Spasmolytika: Das Medikaiment wird als Zäpfchen oder Infusion gegeben und soll die Muskulatur entspannen.

Opiate: Das Schmerzmittel wird in den Po gespritzt, es wirkt beruhigend und entspannend, allerdings macht es meist etwas benommen, was die Mitarbeit der Schwangeren behindern kann.

Periduralanalgesie (PDA): Bei der PDA führt der Anästhesist einen dünnen Schlauch in die Nähe der Rückenmarkshaut ein. Durch diesen Katheder wird ein lokales Betäubungsmittel gespritzt, die Schmerzen lassen nach. Im Allgemeinen kann die Frau weiter umherlaufen und bei der Geburt mitarbeiten. Es kann passieren, dass die Wehen nachlassen, dann muss mit Wehenmitteln nachgeholfen werden.

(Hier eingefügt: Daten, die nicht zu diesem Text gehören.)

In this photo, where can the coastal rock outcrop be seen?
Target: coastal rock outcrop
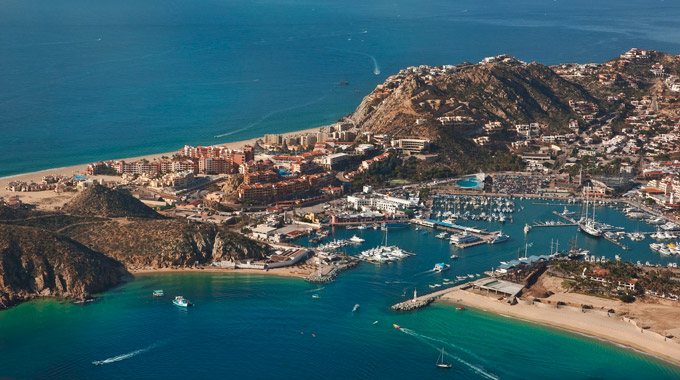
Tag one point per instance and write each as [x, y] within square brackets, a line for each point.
[37, 263]
[507, 90]
[166, 243]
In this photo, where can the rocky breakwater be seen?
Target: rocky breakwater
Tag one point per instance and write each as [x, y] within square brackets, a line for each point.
[412, 305]
[90, 245]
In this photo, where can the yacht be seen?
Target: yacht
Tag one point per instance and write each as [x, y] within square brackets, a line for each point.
[441, 267]
[463, 238]
[441, 363]
[181, 302]
[499, 238]
[566, 212]
[442, 235]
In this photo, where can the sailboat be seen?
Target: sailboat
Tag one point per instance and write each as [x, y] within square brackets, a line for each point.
[440, 361]
[589, 226]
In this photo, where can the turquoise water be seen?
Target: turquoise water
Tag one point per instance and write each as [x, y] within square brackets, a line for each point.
[89, 80]
[467, 183]
[254, 326]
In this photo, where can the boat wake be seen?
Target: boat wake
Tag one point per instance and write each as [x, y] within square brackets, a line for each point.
[427, 340]
[314, 290]
[376, 66]
[270, 114]
[126, 356]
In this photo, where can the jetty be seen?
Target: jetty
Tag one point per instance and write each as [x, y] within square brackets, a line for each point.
[552, 224]
[507, 289]
[328, 273]
[483, 235]
[616, 242]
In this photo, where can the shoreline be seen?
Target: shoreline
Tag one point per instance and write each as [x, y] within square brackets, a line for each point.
[36, 176]
[614, 329]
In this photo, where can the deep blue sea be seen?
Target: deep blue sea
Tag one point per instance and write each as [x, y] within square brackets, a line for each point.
[260, 327]
[83, 80]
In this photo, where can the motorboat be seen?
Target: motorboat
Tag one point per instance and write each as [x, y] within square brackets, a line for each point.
[441, 267]
[181, 302]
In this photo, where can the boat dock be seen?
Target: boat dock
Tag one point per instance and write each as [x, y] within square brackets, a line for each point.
[568, 219]
[613, 241]
[484, 236]
[488, 284]
[616, 242]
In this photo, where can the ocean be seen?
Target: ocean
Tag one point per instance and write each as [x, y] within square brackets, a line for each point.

Sollte ein Kaiserschnitt notwendig werden, kann der Arzt über den Katheter ein Anästhetikum spritzen, das die untere Körperhälfte gefühllos macht, die Periduralanästhesie.
Vorteil: die Mutter bleibt bei der Geburt wach.
Nachteil: Kopfschmerzen und eventuell sinkender Blutdruck. Das Kind bekommt von den Betäubungsmitteln wenig ab.

Pudendusblockade: Mit einer Injektion in die Scheide werden der Damm und der Beckenboden lokal betäubt, die Schmerzen werden allerdings nur gelindert. Gegen die Wehenschmerzen hilft die Methode nicht, sie ist nur in der Austreibungsphase und bei einem Dammschnitt oder einer Geburt mit Saugglocke oder Zange sinnvoll.

Alternative Methoden: Yoga oder autogenes Training hilft, da die Gebärende nicht so schnell verkrampft. Diese Techniken muss man bereits während der Schwangerschaft üben. Das gilt auch für die Akupunktur. Positive Effekte sind nachweisbar, wenn ab der 36. Woche genadelt wird.